Rats were deeply anaesthetized with pentobarbital sodium (Nembutal®, 50 mg/kg, i.p.) on Day 1. A guide cannula (David Kopf Instruments) was stereotaxically implanted into the right BLA or the right CeA, using the following coordinates: BLA, 2.8 mm caudal to bregma, 4.8 mm lateral to midline, 7.6 mm depth; CeA, 2.3 mm caudal to bregma, 4.0 mm lateral to midline, 7.0 mm depth [107]. Guide cannulas were affixed to the skull with dental acrylic (Plastic One, Roanoke, VA). Antibiotic ointment (Solosite Gel, Smith and Nephew) was applied to the exposed tissue to prevent infection. Local application of Lidocaine HCl (1%, 100 μl of 10 mg/ml) was done to minimize surgical pain and to prevent the animal from scratching of the surgical area upon recovery. On Day 2, a microdialysis probe (CMA/Microdialysis 11, Solna Sweden) that extended 1 mm beyond the tip of the guide cannula, was inserted for stereotaxic drug application into the amygdala.
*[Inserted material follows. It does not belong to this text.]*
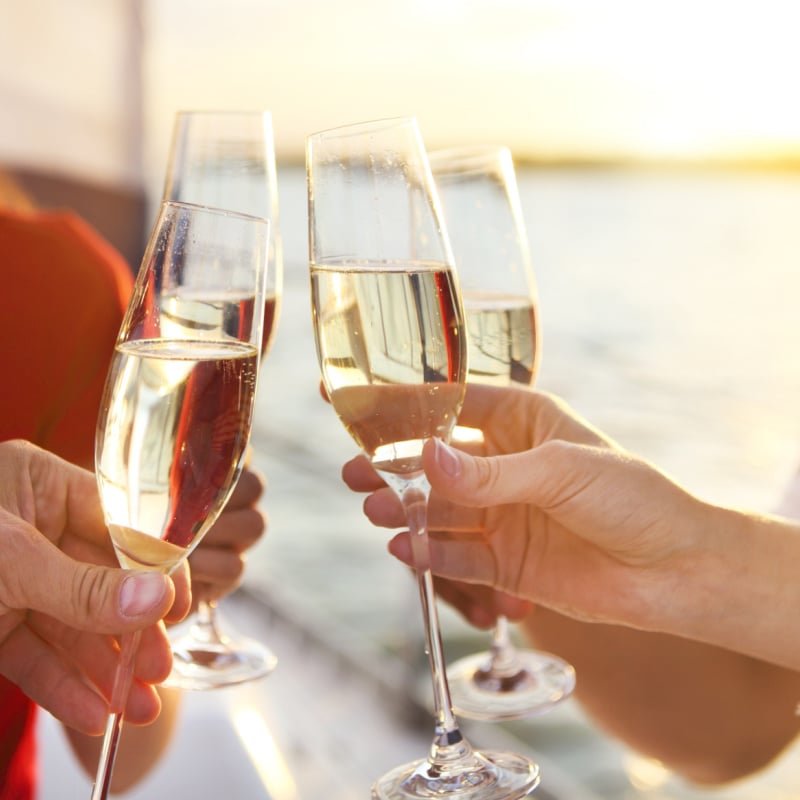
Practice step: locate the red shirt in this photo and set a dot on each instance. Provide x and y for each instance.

The probe was connected to an infusion pump (Harvard Apparatus, Holliston, MA) using polyethylene-50 tubing. Drugs or ACSF (vehicle) were applied for 20 min at a rate of 5 μl/min to establish equilibrium in the tissue. ACSF was oxygenated, equilibrated to pH 7.4 and contained the following (in mM): 125.0 NaCl, 2.6 KCl, 2.5 NaH₂PO₄, 1.3 CaCl₂, 0.9 MgCl₂, 21.0 NaHCO₃, and 3.5 glucose. SB242084 was dissolved in ACSF on the day of the experiment at a concentration 100-fold that predicted to be needed in the tissue based on data in the literature [22, 100‐102] because of the concentration gradient across the dialysis membrane and diffusion in the tissue [45, 48, 84, 85]. At the end of the experiment, rats were decapitated and injection sites were verified histologically after injection of methylene blue (1 μl) and plotted on standard diagrams adapted from Paxinos and Watson [107] (see Figure 1).

All averaged values are given as the mean ± standard error of the mean (SEM). GraphPad Prism 3.0 software (Graph-Pad, San Diego, CA) was used for all statistical analysis. For multiple comparisons, one-way analysis of variance (ANOVA) was used followed by Dunnett’s multiple comparisons tests. Statistical significance was accepted at the level P < 0.05.